I know that there is only one matrix $I$ such that for all matrices $M$, $M = I M = M I$. But in general, suppose I have a particular matrix $M$, and the matrix equation $$ M = M T $$ Can I conclude from here that $T = I$? I know that if $M$ is invertible we can conclude that, but what about in general?

Answer 1

Consider $M=0\in\mathbb{K}^{n\times n}$. Like you already conjectured, this only has to be true when $M\in GL_n(\mathbb{K})$

Answer 2

Suppose $M$ is not invertible. Let $K$ be its (nonzero) kernel, and $W$ a complement to $K$ in the underlying vector space $V$. Then a vector $v \in V$ can be written uniquely as $v = k + w$, for $k \in K$ and $w \in W$. Clearly $M v = M w$.

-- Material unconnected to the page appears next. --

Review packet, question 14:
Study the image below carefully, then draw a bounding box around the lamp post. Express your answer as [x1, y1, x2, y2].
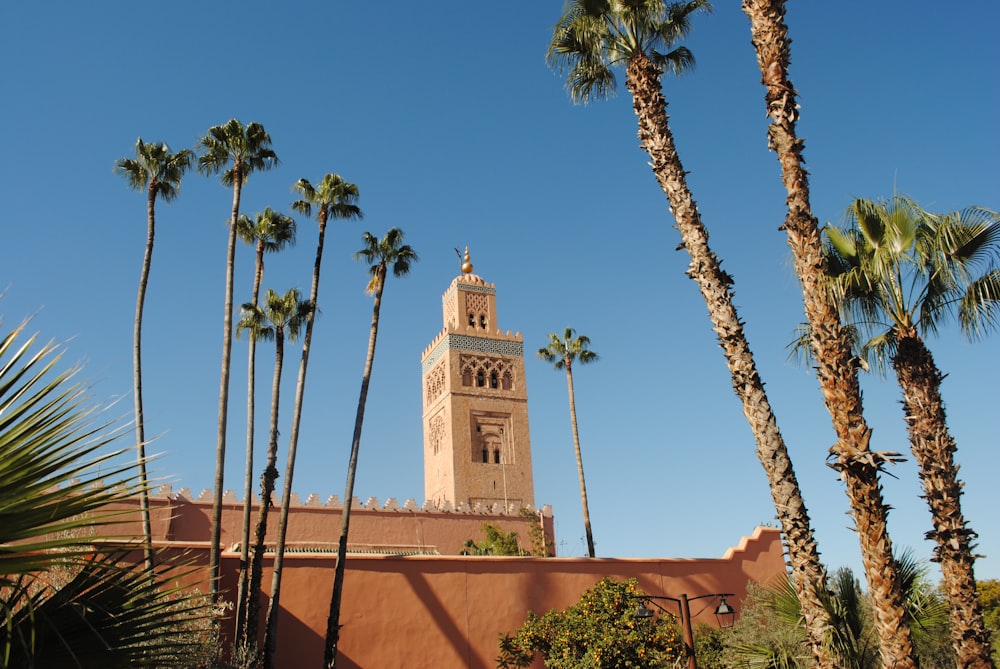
[633, 592, 736, 669]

Define $T$ to be the identity on $W$, and an arbitrary linear transformation $S$ on $K$. (For instance $S = 0$ will do.)

Then $M T v = M T (k + w) = M (S k + w) = M S k + M w = M w$, as $S k \in K$.

So $M = M T$ for all these $T$.

Answer 3

If you think about the matrices as linear transformations you can easily see, how to get the answer.

If $M$ is invertible, every vector, that you multply on the right hand side, must be, as if only multiplied by $M$, so $T$ must be the identity.

If $M$ is not invertible, there are some things you can do. Since $M$ does not have a full rank, there is a non-trivial nullspace. As long as $T$ does only transform in this nullspace, there is nothing, $M$ can detect about the transformations made by $T$.